O primeiro som que se ouve no mais recente álbum de Chullage é o de um instrumento de percussão a imitar uma cascavel. Depois entra um kora e por fim a voz de Nuno Santos. “Só p’á avisar que nada vai ficar retido na minha laringe”, avisa-nos.
“Xei di Kor”, a faixa título do disco e primeira canção do alinhamento é quase como um manifesto de Prétu, a nova identidade do artista. “Hoje dou um tiro no bicéfalo. Morre um branco. Morre um preto. E nasci eu: Prétu. Xei di Kor”, proclama o rapper responsável por uma das grandes discografias do rap nacional de que este é apenas o mais recente tomo.
Nesta canção-manifesto, Xullaji dá o mote do que aí vem. Um disco pesado, com várias camadas, letras de intervenção social e uma garra que não tem par. É um homem com uma mensagem e que a espalha envolvida na música mais entusiasmante que ouvimos nas últimas décadas.

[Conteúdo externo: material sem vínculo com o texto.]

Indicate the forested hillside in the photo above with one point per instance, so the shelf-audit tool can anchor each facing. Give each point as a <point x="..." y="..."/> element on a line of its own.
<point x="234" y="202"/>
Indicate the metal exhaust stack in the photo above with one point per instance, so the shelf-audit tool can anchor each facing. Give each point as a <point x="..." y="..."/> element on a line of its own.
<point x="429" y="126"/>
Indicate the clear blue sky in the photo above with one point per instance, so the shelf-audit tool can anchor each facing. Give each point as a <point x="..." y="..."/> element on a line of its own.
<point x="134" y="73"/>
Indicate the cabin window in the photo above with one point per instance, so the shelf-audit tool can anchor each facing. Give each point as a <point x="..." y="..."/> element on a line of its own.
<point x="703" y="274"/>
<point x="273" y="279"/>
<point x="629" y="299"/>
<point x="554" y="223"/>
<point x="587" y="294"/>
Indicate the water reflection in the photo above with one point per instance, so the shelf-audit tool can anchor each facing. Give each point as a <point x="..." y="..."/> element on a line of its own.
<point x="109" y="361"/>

Mas Prétu não é um projecto de um homem contra o mundo. Não, Xullaji é um homem social que percebe que é mais forte quando está acompanhado. Chamou o mestre do kora José Braima Galissá e o percussionista Mick Trovoada, mas também Scúru Fitchádu, Landim, Tristany, Dino D’Santiago ou Cachupa Psicadélica.
“Fla Ma Ka Gosta di Prétu” é uma denúncia do “falso amor” votado à cultura negra por uma Lisboa que se afirma multicultural (deu até origem a um novo género, o “Nova Lisboa”, cuja figura de proa é Dino d’Santiago), interpelando de forma cínica temas que foram grandes sucessos no país como “Bô Tem Mel” ou “Não me Toca”.
Já “Waters (Pa Nu Poi Koraji)”, com Lowrasta é uma derivação a partir de “Strange Fruits” e que compara a condição dos escravos que chegavam à Europa vindos de África – “Frutos estranhos que lhes caem aos pés/ Peixes estranhos chegam com a marés” – com o dos atuais afro-descendentes, igualmente dispensáveis, igualmente ignorados: “É só um corpo que naufraga, um corpo que se afoga/ Nas vagas da vida que a Europa revoga/ Nas balas da bófia que a América advoga/ Nas celas em voga onde a Líbia Nos joga”.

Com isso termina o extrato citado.